Mexican Vigilante Group Training Kids As Young As Six To Take Up Arms Against Organized Crime


In an area of Western Mexico, children as young as six years old are taking up arms against organized crime. Last week, 19 children were inducted into a vigilante group aimed at taking down drug smugglers. According to the LA Times, the group has been operating in Guerrero for years. Disturbing images were published by local journals that show young children being given weapons to defend themselves. Some images of the initiation ceremony show young boys performing military-style drills and manoeuvres. These images sparked outrage across the country, especially among human right activists who condemned the group’s use of child soldiers as child abuse. Two of the youngest children trained and inducted into this vigilante group are only six years old and the oldest are 15.

The founder of the group known as CRAC-PF, Bernardino Sanchez Luna said, “They must be prepared…If they are afraid, the criminals will kill them like little chickens.” One of the leaders of the groups gave a phone interview in which he claimed that a steady increase of violence in the region made arming the children necessary; he said the lack of government intervention into the violence caused by criminals left them with no choice.
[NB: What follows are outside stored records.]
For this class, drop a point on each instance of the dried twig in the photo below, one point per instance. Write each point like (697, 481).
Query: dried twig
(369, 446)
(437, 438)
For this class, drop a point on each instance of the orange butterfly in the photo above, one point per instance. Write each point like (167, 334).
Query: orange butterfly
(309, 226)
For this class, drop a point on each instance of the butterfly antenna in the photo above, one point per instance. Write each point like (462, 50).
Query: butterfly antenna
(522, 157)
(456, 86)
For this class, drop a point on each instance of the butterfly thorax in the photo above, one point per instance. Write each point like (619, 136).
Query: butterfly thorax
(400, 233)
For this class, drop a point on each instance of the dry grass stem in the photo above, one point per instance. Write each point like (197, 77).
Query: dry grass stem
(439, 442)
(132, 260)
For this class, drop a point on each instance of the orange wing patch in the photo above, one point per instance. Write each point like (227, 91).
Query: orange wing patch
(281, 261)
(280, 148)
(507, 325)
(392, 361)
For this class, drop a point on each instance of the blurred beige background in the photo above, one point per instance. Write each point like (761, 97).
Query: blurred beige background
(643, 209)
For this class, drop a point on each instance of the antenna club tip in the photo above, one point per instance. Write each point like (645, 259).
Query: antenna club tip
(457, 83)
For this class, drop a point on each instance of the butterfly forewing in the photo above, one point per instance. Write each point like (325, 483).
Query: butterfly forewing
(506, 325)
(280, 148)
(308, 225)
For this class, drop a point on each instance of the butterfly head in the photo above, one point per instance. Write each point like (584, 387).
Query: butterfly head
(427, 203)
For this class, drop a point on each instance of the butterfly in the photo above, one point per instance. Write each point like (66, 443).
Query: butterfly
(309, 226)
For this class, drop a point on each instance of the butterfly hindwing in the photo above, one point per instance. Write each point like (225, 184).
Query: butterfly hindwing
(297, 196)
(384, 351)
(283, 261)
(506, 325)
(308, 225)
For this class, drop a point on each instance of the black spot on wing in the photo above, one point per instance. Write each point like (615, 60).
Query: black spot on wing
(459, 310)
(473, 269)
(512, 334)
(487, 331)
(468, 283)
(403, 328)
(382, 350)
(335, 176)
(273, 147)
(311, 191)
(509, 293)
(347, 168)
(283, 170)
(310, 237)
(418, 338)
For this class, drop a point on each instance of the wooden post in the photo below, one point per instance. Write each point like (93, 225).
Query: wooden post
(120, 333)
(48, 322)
When talking about the violence in the region and the lengths that the criminals will go, Sanchez stated, “Nobody, not even a child, is off-limits.” Ramón Navarrete Magdaleno, President of the Guerrero Human Rights Commission said, “We strongly reject the involvement of minors in security tasks that put their development, physical integrity, and life at risk.” Sanchez responded to the criticism, “They say we’re violating the children’s right, but it’s the criminals who are doing that.” He went on to say that the children are being trained to use their weapons properly and responsibly. “Having a weapon is a lot of responsibility. You should only use your gun to defend your life,” he told them. In one video, a very young boy with a bandana covering his face told a local journalist that he was happy he was participating and that he was there “to defend the community.”

Situations such as these are very complicated, but making soldiers out of children can only add to the violence. These children will grow up not only seeing the violence around them, but being a large part of it. Children as young as six years old cannot possibly defend themselves and giving them a gun to combat extremely dangerous criminals is not helping them, it is putting them at even greater risk. It is clear that some kind of intervention needs to happen in Guerrero, and soon, because an community that feels they need to arm their children to defend themselves is in very serious trouble.

Over the last seven years, several community quasi-police forces have sprung up in Guerrero and laid claim to a constitutionally-protected right which allows indigenous groups to create systems of self-government. The vigilantes say they are defending themselves against criminal gangs that control the drug smuggling routes and extort money from businesses in the region; however, many critics claims that the vigilantes are involved in criminal activity themselves. According to the LA Times, CARC-PF began training children in self-defence after a group of indigenous musicians were killed on 17 January 2020. Ten musicians were on their way back from a performance when both their vans were struck in the town of Chilapa. The musicians were stabbed and their bodies and the vans were set on fire. After this incident, residents were obviously outraged. They blocked roads in protest and demanded government intervention. Residents were particularly upset about this incident because the youngest victim was 15.

Mexican Security Secretary Alfonso Durazo stated that the government would “review” CRAC-PF and decide if they should be allowed to continue to bears arms, especially now that its recruitment of children has surfaced. Under international human rights law, recruiting children under age 15 into an armed group is a war crime. This practice is not common in Latin American, except in the Colombian group FARC. Some analysts have raised suspicions over whether the induction ceremony was real, claiming that it could be a tactic by the vigilantes to raise awareness and draw attention to the violence in the area. Either way, it is clear that the violence in this region is at a terrible level and something, government intervention or otherwise, must be done.